Langfuse

Type: low-code · Vendor: Langfuse (Finto Technologies GmbH) · Language: TypeScript · License: MIT · Status: active · Status in practice: mature · First released: 2023

Links: homepage docs repo

Langfuse records production traces of LLM and agent applications and runs prompt management, datasets, and evaluations against them so teams can debug and measure their applications.

Description. Langfuse is an open-source LLM engineering platform built by Langfuse GmbH and is self-hostable. Applications send traces of their LLM calls, tool calls, and agent steps to Langfuse through SDKs and integrations, and the platform stores them for inspection. On top of those traces it provides prompt versioning, dataset-based experiments, and model-based evaluation, so it sits beside an application as an observability and evaluation backend rather than running the agent loop itself.

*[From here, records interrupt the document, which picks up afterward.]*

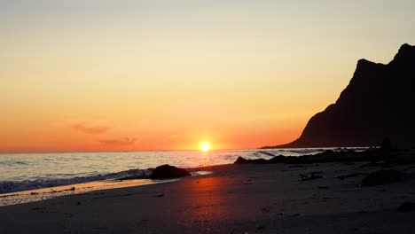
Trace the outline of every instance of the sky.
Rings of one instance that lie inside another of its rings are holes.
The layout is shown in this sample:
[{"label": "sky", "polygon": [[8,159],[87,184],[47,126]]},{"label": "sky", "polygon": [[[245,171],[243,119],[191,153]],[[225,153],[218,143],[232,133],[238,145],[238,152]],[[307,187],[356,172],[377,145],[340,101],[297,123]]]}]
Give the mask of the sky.
[{"label": "sky", "polygon": [[0,152],[296,139],[358,59],[415,44],[414,1],[0,0]]}]

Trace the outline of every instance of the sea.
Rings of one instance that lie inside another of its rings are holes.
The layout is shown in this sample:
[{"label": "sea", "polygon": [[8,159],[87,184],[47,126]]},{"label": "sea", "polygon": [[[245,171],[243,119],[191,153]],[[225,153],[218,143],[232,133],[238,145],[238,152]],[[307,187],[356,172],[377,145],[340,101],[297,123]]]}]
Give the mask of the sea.
[{"label": "sea", "polygon": [[0,154],[0,194],[149,175],[163,164],[199,168],[233,163],[238,157],[315,154],[325,149],[153,151]]}]

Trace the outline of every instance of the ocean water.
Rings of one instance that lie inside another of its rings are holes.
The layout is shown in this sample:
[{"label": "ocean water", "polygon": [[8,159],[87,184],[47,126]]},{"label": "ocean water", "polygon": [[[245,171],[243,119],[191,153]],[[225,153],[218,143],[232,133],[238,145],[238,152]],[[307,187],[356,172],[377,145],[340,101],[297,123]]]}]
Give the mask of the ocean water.
[{"label": "ocean water", "polygon": [[218,150],[0,154],[0,193],[148,175],[162,164],[196,168],[233,163],[238,157],[314,154],[323,149]]}]

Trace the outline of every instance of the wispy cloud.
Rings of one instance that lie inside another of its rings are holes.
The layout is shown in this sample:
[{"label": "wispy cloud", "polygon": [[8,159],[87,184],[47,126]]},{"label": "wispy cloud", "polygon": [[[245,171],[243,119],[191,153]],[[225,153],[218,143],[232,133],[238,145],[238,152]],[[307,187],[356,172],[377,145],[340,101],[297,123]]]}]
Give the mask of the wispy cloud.
[{"label": "wispy cloud", "polygon": [[125,146],[135,144],[137,140],[137,138],[124,137],[121,139],[103,139],[98,140],[98,142],[102,144],[109,146]]},{"label": "wispy cloud", "polygon": [[111,127],[109,126],[91,125],[85,122],[71,124],[70,127],[74,130],[77,130],[86,134],[103,134],[111,129]]}]

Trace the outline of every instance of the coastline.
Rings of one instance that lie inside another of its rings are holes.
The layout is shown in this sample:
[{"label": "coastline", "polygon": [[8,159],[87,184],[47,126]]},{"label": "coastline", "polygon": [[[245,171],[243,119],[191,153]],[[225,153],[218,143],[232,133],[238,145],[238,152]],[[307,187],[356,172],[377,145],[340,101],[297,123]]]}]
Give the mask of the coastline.
[{"label": "coastline", "polygon": [[[413,233],[415,169],[360,187],[364,162],[229,164],[174,183],[100,190],[0,207],[1,233]],[[396,165],[403,170],[408,165]],[[321,178],[301,181],[300,175]],[[362,173],[343,180],[340,176]]]}]

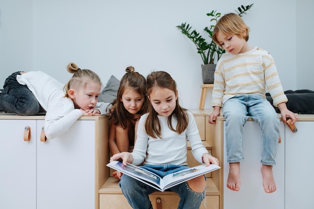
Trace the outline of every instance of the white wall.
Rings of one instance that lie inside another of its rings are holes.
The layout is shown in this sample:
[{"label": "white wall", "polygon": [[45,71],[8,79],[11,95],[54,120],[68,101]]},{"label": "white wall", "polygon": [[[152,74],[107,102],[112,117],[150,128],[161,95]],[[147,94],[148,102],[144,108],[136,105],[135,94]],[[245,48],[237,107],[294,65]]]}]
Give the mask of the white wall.
[{"label": "white wall", "polygon": [[[284,90],[314,90],[313,82],[303,82],[313,73],[311,57],[302,53],[304,46],[313,49],[313,44],[296,31],[297,22],[302,30],[313,30],[308,14],[298,15],[304,9],[311,12],[312,0],[310,7],[306,0],[0,1],[0,84],[21,70],[42,70],[65,83],[71,76],[66,67],[74,62],[95,71],[105,85],[111,75],[120,79],[132,65],[144,76],[153,70],[170,73],[177,82],[181,104],[197,109],[202,60],[176,26],[187,22],[205,37],[207,13],[217,10],[224,14],[254,3],[243,17],[251,28],[249,44],[270,53]],[[308,67],[296,69],[297,61],[298,66],[301,61]],[[206,108],[210,107],[211,94],[208,91]]]}]

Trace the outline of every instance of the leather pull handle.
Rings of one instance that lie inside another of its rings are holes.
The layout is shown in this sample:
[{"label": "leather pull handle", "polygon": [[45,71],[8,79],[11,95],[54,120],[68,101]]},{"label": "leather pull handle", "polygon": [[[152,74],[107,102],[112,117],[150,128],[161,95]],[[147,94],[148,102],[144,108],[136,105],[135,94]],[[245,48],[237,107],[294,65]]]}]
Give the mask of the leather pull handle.
[{"label": "leather pull handle", "polygon": [[42,132],[40,134],[40,141],[47,141],[47,137],[46,137],[46,135],[45,134],[45,129],[44,127],[42,128]]},{"label": "leather pull handle", "polygon": [[295,133],[297,131],[297,128],[296,128],[296,127],[295,127],[295,125],[294,124],[291,124],[291,122],[292,121],[291,120],[291,119],[289,118],[287,120],[287,124],[290,128],[290,130],[291,130],[291,131],[293,133]]},{"label": "leather pull handle", "polygon": [[25,126],[24,128],[24,141],[30,141],[31,140],[31,127]]},{"label": "leather pull handle", "polygon": [[162,205],[162,199],[158,198],[156,199],[156,202],[157,203],[157,209],[163,209],[163,205]]}]

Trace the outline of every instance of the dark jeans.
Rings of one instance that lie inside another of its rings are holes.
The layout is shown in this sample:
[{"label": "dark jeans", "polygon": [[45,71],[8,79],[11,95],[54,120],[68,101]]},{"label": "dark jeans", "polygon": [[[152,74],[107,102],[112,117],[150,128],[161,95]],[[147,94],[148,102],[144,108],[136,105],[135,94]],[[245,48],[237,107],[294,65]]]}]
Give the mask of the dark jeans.
[{"label": "dark jeans", "polygon": [[4,85],[5,92],[0,93],[0,110],[22,115],[34,115],[45,111],[27,86],[17,81],[21,71],[9,76]]}]

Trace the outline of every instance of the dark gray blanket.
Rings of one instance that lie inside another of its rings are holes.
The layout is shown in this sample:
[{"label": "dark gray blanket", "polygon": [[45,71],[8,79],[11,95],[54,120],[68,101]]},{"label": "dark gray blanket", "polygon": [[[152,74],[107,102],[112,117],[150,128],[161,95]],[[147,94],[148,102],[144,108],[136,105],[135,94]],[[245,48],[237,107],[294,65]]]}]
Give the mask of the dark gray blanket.
[{"label": "dark gray blanket", "polygon": [[[298,114],[314,114],[314,91],[307,89],[287,90],[284,92],[284,94],[288,98],[286,104],[289,110]],[[270,95],[267,93],[266,96],[273,106]],[[274,107],[274,108],[276,112],[280,113],[278,107]]]}]

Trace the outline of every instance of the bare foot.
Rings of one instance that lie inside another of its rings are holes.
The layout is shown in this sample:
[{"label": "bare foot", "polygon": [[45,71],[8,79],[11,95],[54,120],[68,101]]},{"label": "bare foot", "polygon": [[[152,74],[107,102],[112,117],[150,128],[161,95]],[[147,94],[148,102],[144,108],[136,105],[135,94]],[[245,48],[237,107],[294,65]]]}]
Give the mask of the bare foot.
[{"label": "bare foot", "polygon": [[240,162],[229,163],[229,169],[227,187],[230,189],[238,191],[240,190]]},{"label": "bare foot", "polygon": [[261,172],[263,177],[263,186],[265,192],[272,193],[277,187],[272,174],[272,165],[262,165]]}]

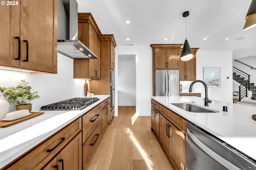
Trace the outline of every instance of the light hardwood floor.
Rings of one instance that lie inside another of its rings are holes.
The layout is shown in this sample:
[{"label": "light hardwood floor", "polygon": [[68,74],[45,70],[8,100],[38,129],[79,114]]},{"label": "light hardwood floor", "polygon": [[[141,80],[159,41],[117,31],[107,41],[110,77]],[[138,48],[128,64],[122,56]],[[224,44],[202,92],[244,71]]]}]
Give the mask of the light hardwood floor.
[{"label": "light hardwood floor", "polygon": [[119,106],[86,166],[88,170],[172,170],[154,132],[150,117],[136,117],[135,106]]}]

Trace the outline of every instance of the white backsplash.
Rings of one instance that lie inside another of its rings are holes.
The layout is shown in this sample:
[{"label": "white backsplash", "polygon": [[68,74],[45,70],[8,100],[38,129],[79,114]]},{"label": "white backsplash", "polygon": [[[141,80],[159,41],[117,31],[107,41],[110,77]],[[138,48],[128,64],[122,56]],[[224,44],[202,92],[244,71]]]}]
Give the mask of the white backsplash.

Agent loop shape. Langfuse does not run an agent loop; it is an out-of-band observability sink. The application's own loop emits spans for each LLM call, tool call, and step, and Langfuse ingests them as nested traces. Evaluators then run asynchronously over a sampled share of incoming traces, attaching scores back to them.

Primary use cases

tracing and observability for LLM and agent applications
prompt management and versioning
LLM-as-a-judge evaluation of production traces
dataset-based experiments and offline evaluation
cost and latency monitoring

flowchart TD fw["Langfuse"] fw --> p1["Prompt Versioning (first-class)"] fw --> p2["Sampled Prompt Trace Eval (first-class)"] fw --> p3["LLM-as-Judge (first-class)"] fw --> p4["Cost Observability (first-class)"] fw --> p5["Eval Harness (first-class)"]

Key concepts

Trace / Observation → cost-observability (docs) — The nested record Langfuse ingests for one application run; a trace groups observations (LLM generations, tool calls, retrieval and other spans), each carrying timing, inputs, outputs, and cost.
Prompt label → prompt-versioning (docs) — A named pointer (such as production or staging) that resolves to a specific prompt version in the registry, so deploying or rolling back a prompt is done by moving the label between versions.
Dataset / Experiment → eval-harness (docs) — A dataset is a collection of inputs and expected outputs; an experiment runs an application version against that dataset to score and compare it, which is how Langfuse supports offline regression testing.
Score → llm-as-judge (docs) — A numeric, boolean, or categorical value attached to a trace by an evaluator (LLM-as-a-judge, code evaluator, user feedback, or manual label), which is the unit Langfuse uses to quantify quality.